Agreed. Not that lost ago, there was a post about how a BitTorrent client had a similar issue. Just like in that case, the real vulnerability was in browsers. I wonder how many programs are going to be discovered to be “vulnerable” before people realize that they are missing the point.
There are a few options. IMO the best is saving ip address that each DNS name is resolved to for every connection for the duration of a windows existence.

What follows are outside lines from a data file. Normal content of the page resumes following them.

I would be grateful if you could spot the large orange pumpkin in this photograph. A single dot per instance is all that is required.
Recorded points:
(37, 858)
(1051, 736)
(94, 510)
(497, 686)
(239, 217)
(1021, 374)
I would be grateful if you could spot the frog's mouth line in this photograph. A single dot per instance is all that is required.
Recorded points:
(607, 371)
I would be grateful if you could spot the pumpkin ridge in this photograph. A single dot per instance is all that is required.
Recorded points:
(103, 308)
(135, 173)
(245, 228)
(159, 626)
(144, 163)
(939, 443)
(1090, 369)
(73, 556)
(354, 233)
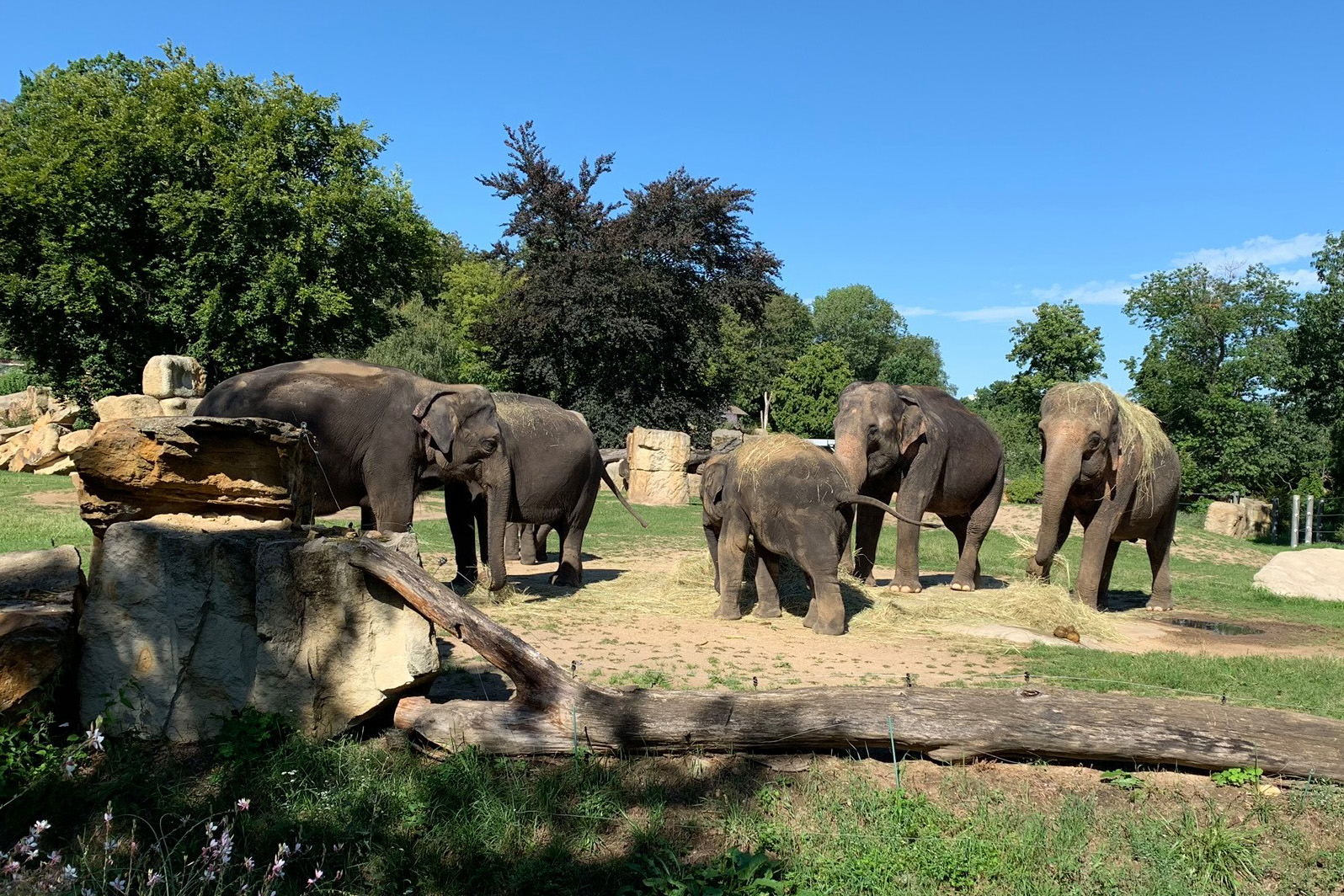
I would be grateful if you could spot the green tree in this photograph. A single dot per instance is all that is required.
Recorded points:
(863, 325)
(1211, 372)
(618, 316)
(159, 205)
(805, 395)
(915, 360)
(1058, 347)
(755, 356)
(1315, 375)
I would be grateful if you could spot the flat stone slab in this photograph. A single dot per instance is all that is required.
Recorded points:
(1315, 573)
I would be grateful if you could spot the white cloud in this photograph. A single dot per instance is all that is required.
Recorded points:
(992, 315)
(1260, 250)
(1094, 291)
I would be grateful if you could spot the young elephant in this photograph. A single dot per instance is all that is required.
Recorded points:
(557, 472)
(1107, 464)
(793, 500)
(924, 445)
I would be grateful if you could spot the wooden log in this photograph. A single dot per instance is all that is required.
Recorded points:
(40, 597)
(139, 467)
(552, 712)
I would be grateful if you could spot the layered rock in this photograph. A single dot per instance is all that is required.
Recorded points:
(194, 620)
(141, 467)
(40, 594)
(658, 462)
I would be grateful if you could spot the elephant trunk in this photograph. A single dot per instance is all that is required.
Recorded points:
(1061, 471)
(498, 481)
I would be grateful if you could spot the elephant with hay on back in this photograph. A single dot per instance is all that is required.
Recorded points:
(1109, 465)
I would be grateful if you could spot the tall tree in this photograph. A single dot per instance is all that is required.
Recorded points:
(863, 325)
(1211, 374)
(159, 205)
(618, 315)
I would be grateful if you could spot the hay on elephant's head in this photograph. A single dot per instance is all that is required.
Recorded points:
(1139, 426)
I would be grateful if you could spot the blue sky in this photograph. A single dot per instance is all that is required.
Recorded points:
(965, 160)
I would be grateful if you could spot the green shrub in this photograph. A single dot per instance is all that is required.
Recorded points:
(1026, 489)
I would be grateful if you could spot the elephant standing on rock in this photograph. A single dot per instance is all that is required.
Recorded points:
(1111, 467)
(793, 500)
(557, 472)
(936, 456)
(382, 435)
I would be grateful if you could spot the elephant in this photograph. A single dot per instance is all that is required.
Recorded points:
(557, 472)
(1109, 465)
(936, 456)
(382, 435)
(792, 499)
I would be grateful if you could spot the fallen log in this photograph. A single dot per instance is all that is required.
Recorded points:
(552, 712)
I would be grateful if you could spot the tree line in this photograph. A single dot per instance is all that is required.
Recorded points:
(160, 205)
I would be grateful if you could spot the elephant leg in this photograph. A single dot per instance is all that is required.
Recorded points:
(712, 541)
(570, 571)
(527, 544)
(1159, 557)
(1107, 566)
(461, 523)
(768, 582)
(866, 532)
(733, 557)
(511, 541)
(541, 534)
(1096, 544)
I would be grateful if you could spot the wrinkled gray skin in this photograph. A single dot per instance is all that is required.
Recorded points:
(1089, 477)
(557, 472)
(382, 435)
(803, 516)
(936, 456)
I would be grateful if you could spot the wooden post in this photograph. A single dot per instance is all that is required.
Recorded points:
(1297, 505)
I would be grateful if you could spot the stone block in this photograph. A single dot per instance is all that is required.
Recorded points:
(173, 376)
(196, 620)
(126, 408)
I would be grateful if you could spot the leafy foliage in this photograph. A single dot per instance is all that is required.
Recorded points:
(613, 315)
(805, 395)
(1213, 372)
(159, 205)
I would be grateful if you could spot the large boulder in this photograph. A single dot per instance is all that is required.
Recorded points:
(126, 408)
(1314, 573)
(40, 594)
(245, 467)
(194, 620)
(658, 462)
(173, 376)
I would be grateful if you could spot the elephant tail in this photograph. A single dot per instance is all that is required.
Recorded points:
(606, 477)
(848, 498)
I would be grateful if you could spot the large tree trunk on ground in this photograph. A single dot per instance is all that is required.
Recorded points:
(40, 597)
(552, 712)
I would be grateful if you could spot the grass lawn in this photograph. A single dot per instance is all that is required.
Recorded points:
(387, 819)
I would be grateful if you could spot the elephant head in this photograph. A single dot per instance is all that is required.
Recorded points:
(877, 429)
(1080, 438)
(462, 438)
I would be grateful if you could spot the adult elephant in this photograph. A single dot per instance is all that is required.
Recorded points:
(382, 435)
(936, 456)
(557, 472)
(1111, 467)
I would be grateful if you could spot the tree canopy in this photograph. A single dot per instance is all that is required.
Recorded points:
(159, 205)
(617, 308)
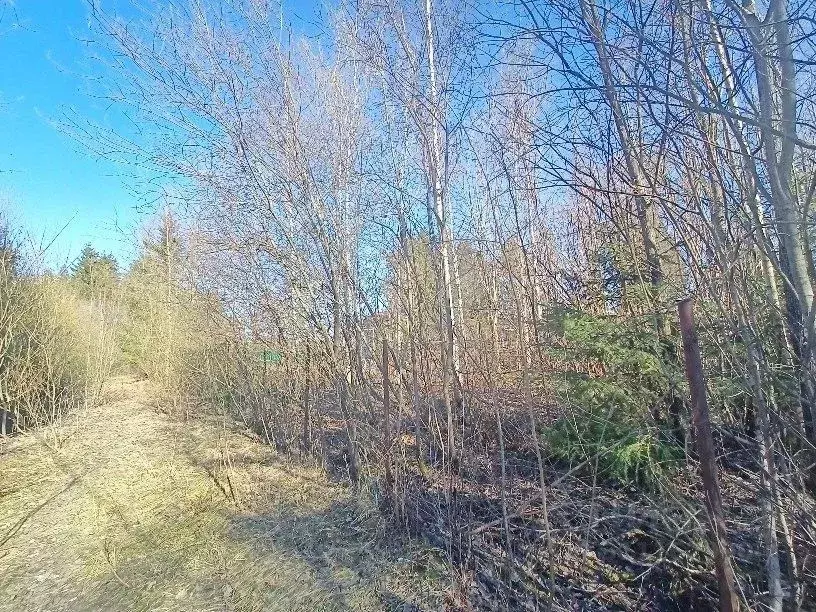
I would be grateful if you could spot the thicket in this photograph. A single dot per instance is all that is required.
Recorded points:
(444, 253)
(56, 341)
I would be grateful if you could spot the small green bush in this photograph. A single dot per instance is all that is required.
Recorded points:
(623, 452)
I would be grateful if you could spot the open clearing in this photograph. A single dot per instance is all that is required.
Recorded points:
(136, 510)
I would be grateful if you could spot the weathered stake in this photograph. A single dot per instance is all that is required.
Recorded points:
(704, 442)
(389, 478)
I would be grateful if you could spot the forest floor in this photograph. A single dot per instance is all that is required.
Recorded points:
(124, 507)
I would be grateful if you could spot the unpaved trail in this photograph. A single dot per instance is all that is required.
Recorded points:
(136, 510)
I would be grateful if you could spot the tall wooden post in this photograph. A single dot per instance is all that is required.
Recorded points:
(389, 478)
(704, 442)
(307, 409)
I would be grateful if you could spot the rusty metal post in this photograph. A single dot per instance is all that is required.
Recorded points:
(704, 442)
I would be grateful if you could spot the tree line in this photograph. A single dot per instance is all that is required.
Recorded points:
(463, 229)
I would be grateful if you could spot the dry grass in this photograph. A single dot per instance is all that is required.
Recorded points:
(138, 511)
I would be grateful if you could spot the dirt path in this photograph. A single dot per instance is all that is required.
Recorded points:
(135, 510)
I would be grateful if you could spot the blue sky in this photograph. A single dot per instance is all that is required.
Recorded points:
(47, 180)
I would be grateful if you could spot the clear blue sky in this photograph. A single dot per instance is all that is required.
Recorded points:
(47, 180)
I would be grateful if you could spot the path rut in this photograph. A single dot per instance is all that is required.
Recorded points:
(137, 510)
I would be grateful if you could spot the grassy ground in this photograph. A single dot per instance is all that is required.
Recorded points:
(135, 510)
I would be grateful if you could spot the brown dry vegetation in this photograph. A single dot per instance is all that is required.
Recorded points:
(137, 510)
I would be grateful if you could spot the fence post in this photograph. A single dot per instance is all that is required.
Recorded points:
(704, 443)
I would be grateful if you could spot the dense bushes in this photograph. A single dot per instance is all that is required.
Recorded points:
(56, 347)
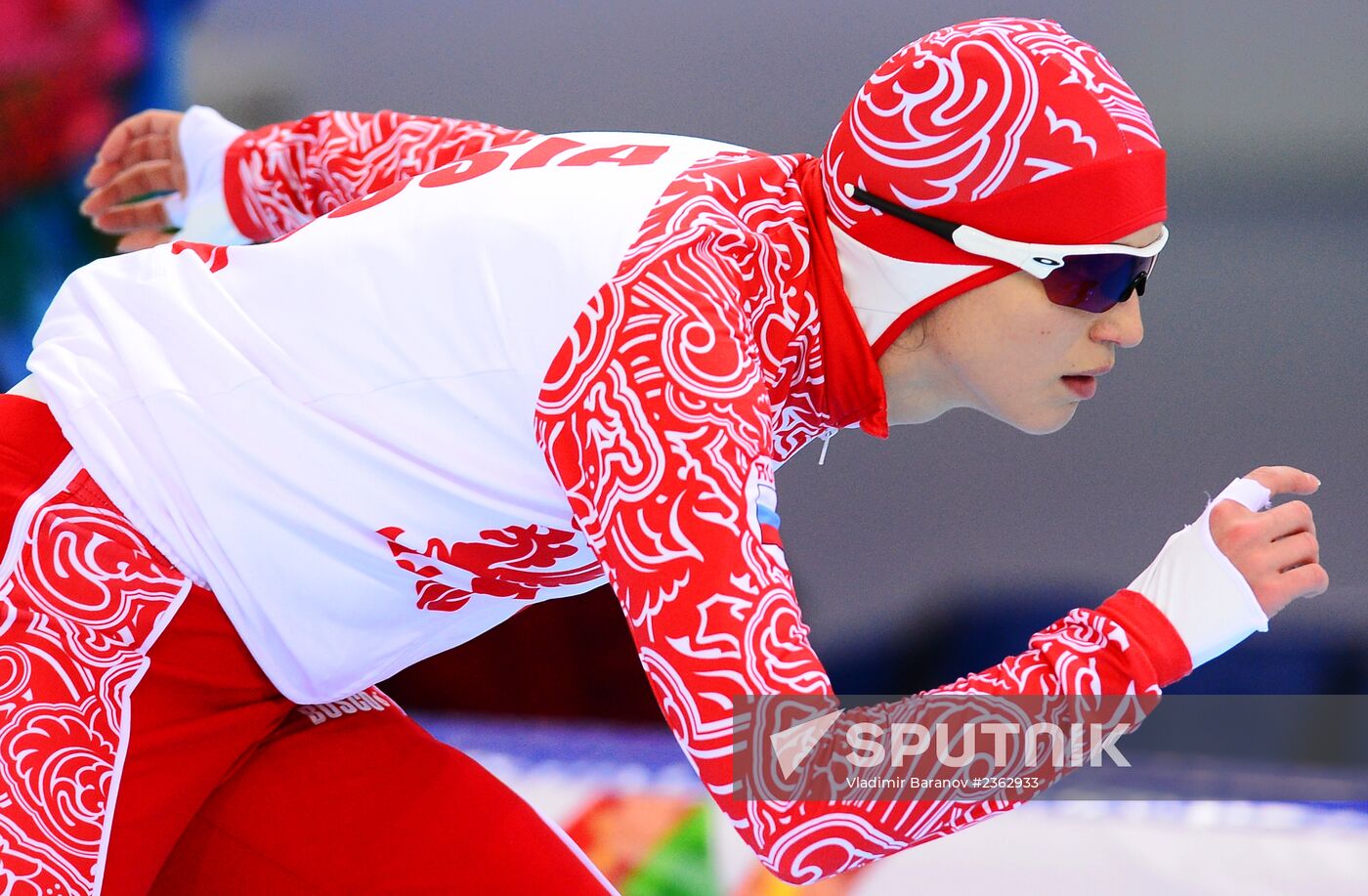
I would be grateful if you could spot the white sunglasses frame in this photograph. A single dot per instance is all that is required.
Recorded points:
(1036, 259)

That doesn't save you from this attack - you can send the index page and some JS over with a long Cache-Control header, and then trigger the site to get loaded some days later when DNS has been changed to point to localhost. The JS will trigger the same XHR and it will succeed this time.
(.. and now that I think about caching, the various "within the same tab" solutions elsewhere in the comments don't work, because they'd force Gmail / OWA / Slack / etc. to get reloaded with a full cache flush when they change IP addresses, which everyone would hate.)
Can you really reload a website just even if it is rejecting connections just using a long Cache-Control header? I find that hard to believe.
> because they'd force Gmail / OWA / Slack / etc. to get reloaded with a full cache flush when they change IP addresses
I think security issues should be fixed even if the fix imposes an inconvenience. Especially since the inconvenience is basically just a performance issue.
Side note: I don't find the idea that this attack is hard to fix a particularly strong justification for not fixing it. Not being able to connect to arbitrary hosts is deliberately not part of the API exposed to javascript so I think it would be hard to argue that DNS rebinding isn't a bug.
Side note 2: The workaround of "don't trust" localhost doesn't prevent all DNS rebinding based attacks. For instance, if you took out an ad, you could then have a botnet to bypass any ratelimiter.
I call BS, it's the responsibility of the server to check Host headers and implement CORS. All browser provide these security measurements. There are valid use cases for having domain aliases for local ips.
No, the "vuln" is assuming that only users on the machine can access localhost. This is a completely reasonable assumption, and it is on the browsers for invalidating it.